Martyn See, a filmmaker and executive secretary of Singaporeans for Democracy (SFD), is being investigated by the police under the Public Order Act for organizing a public assembly, involving foreign speakers, without a permit.

The 24 September forum entitled “LKY: liberal democracy will do us in. Will it?” was originally supposed to be held at Singaporean Human Resources Institute. However, the venue cancelled SFD’s prepaid booking reportedly because the owner did not want to host a political discussion.

The venue was then changed to Public House Bar where about 30 participants attended the forum, featuring Members of Parliament Tian Chua of Malaysia and Mu Sochua of Cambodia as well as blogger Alex Wu and a former detainee under the Internal Security Act (ISA), Vincent Cheng.
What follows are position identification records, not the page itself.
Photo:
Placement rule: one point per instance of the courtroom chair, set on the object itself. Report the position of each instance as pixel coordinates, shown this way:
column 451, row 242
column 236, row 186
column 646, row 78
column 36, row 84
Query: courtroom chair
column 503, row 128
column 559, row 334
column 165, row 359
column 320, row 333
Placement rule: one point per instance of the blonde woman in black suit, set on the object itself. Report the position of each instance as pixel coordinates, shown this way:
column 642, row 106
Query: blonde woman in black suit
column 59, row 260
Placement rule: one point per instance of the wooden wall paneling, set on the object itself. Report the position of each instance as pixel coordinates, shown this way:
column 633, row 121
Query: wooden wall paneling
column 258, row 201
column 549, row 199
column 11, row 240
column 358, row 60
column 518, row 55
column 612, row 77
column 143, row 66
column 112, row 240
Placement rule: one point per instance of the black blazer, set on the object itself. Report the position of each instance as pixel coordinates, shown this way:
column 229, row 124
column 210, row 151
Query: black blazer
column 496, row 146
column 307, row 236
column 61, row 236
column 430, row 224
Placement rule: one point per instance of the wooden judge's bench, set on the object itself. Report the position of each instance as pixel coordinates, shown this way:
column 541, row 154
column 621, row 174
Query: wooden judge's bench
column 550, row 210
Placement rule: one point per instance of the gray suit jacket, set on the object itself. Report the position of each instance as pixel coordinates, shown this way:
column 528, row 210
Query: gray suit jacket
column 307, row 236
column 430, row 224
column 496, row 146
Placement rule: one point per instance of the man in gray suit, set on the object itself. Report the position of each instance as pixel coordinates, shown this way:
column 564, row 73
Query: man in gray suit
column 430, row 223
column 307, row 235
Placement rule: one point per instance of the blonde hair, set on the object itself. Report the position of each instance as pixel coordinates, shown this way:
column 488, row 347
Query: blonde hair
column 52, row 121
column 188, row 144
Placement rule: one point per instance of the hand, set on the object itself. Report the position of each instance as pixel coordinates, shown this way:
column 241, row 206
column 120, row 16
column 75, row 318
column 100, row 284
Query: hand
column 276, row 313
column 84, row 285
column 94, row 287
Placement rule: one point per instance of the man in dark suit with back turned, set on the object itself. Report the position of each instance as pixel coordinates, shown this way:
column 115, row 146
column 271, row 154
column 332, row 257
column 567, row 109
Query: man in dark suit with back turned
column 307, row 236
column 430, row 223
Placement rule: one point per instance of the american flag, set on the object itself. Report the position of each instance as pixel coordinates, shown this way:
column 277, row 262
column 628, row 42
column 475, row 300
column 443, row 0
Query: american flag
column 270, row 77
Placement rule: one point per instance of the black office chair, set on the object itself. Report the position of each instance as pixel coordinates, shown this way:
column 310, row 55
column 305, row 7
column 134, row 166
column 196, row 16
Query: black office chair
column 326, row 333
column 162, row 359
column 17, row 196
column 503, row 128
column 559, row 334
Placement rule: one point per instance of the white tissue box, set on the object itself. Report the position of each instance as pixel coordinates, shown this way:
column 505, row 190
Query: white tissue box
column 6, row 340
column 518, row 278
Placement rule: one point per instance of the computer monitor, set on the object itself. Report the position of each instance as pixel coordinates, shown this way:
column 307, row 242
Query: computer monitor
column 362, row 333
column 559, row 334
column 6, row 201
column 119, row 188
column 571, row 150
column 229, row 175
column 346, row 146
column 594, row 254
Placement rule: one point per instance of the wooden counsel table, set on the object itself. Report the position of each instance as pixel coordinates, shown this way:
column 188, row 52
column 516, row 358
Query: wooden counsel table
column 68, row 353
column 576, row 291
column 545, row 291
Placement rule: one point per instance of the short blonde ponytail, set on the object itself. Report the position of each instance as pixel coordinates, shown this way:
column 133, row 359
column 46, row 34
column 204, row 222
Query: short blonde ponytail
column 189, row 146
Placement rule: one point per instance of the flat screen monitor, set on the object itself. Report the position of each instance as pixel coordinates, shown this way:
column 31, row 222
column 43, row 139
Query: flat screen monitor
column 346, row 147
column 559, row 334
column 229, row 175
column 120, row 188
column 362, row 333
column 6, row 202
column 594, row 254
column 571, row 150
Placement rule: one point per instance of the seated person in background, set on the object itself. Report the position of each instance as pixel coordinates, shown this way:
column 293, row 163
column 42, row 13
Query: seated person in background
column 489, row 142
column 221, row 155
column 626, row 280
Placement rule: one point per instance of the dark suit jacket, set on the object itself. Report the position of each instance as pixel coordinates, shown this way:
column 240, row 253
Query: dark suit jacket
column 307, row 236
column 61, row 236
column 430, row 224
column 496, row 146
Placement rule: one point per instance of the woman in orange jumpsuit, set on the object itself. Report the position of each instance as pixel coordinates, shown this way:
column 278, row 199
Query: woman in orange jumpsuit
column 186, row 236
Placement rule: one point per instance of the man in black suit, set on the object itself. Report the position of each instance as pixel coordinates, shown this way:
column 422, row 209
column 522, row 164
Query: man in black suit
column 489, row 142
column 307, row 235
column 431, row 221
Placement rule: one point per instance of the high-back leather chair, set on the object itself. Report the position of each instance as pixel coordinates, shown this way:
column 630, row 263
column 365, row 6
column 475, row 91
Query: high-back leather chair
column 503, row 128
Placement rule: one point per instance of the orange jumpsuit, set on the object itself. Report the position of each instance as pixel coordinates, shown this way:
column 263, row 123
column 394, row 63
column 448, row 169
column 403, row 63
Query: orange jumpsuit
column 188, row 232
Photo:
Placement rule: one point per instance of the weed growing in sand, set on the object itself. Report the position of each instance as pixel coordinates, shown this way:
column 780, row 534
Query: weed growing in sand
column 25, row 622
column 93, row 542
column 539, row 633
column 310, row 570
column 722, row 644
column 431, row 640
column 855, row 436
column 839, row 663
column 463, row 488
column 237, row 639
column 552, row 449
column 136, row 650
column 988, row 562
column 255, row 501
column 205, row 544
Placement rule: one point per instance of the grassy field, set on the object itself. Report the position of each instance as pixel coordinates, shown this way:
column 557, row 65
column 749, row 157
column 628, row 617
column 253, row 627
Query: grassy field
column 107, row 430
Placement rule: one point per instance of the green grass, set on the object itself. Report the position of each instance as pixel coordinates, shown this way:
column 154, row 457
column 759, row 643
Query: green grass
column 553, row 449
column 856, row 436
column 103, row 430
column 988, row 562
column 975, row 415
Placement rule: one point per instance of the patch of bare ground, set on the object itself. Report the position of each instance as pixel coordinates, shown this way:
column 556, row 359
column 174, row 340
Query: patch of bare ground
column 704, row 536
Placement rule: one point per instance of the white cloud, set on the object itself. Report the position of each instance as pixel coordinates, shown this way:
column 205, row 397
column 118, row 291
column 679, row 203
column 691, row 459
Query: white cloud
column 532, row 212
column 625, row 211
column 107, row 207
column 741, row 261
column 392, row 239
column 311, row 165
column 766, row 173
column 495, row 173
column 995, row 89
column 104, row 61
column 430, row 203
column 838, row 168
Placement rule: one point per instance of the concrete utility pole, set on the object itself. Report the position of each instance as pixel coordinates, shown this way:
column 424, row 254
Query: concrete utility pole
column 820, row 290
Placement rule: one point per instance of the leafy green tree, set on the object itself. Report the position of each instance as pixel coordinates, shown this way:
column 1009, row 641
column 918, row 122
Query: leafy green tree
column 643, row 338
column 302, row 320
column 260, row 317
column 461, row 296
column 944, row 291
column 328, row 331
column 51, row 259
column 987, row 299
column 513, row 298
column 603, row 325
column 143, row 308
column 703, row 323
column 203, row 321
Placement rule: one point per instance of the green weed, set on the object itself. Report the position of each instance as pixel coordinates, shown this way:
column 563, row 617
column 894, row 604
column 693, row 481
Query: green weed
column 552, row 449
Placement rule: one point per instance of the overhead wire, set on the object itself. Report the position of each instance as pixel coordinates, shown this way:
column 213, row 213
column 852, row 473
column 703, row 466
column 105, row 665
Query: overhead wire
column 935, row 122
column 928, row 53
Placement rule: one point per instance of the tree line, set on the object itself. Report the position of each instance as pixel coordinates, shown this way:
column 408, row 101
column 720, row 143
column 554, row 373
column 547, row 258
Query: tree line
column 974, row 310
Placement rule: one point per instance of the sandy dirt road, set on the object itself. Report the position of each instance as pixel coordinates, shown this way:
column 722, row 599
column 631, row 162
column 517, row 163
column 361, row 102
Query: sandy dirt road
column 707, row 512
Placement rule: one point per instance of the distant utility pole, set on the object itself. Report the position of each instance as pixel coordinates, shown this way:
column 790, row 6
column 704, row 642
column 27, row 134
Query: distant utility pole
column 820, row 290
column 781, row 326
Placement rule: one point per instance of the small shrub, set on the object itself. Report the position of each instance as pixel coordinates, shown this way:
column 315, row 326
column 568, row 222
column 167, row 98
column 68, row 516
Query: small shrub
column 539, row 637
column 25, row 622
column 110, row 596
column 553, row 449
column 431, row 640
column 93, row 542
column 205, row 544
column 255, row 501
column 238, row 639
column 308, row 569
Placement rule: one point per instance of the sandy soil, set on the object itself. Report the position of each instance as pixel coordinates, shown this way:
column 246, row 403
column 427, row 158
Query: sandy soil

On 5 October, See received a notification to appear at the Central Police Division where he was questioned for about an hour and a half.

“The nub of the questioning surrounded whether inviting participants through a Facebook events page and email was a private or public activity,” SFD Executive Director James Gomez said in a statement.

According to an article on Channel News Asia’s website, the police stated: “A complaint was received regarding a forum held on Sept 24, 2011, where foreign speakers were in attendance to speak on and discuss domestic political issues which they have no stake in.”

“The organisers of the forum are being investigated for possibly organizing a public assembly without a permit, which is an offense under Section 16(1)(a) of the Public Order Act 2009. Indoor public assemblies are only exempted from requiring a permit if the exemption criteria are met. These criteria include a requirement that the organisers and speakers are all Singapore citizens.”

In his statement Gomez said: “SFD insists that the forum was a private event and urges the police to stop the investigation.”

This is not the first time See has encountered problems planning an event. In 2009, See attempted to hold a public forum on the Internal Security Act (ISA) but had to postpone when the original venue was visited by police officers after See had advertised the event on his blog.

Many of See’s films are currently banned in Singapore. Following the banning of his film “Singapore Rebel” in 2005, See became the subject of a 15-month police probe and threatened with persecution under the Films Act.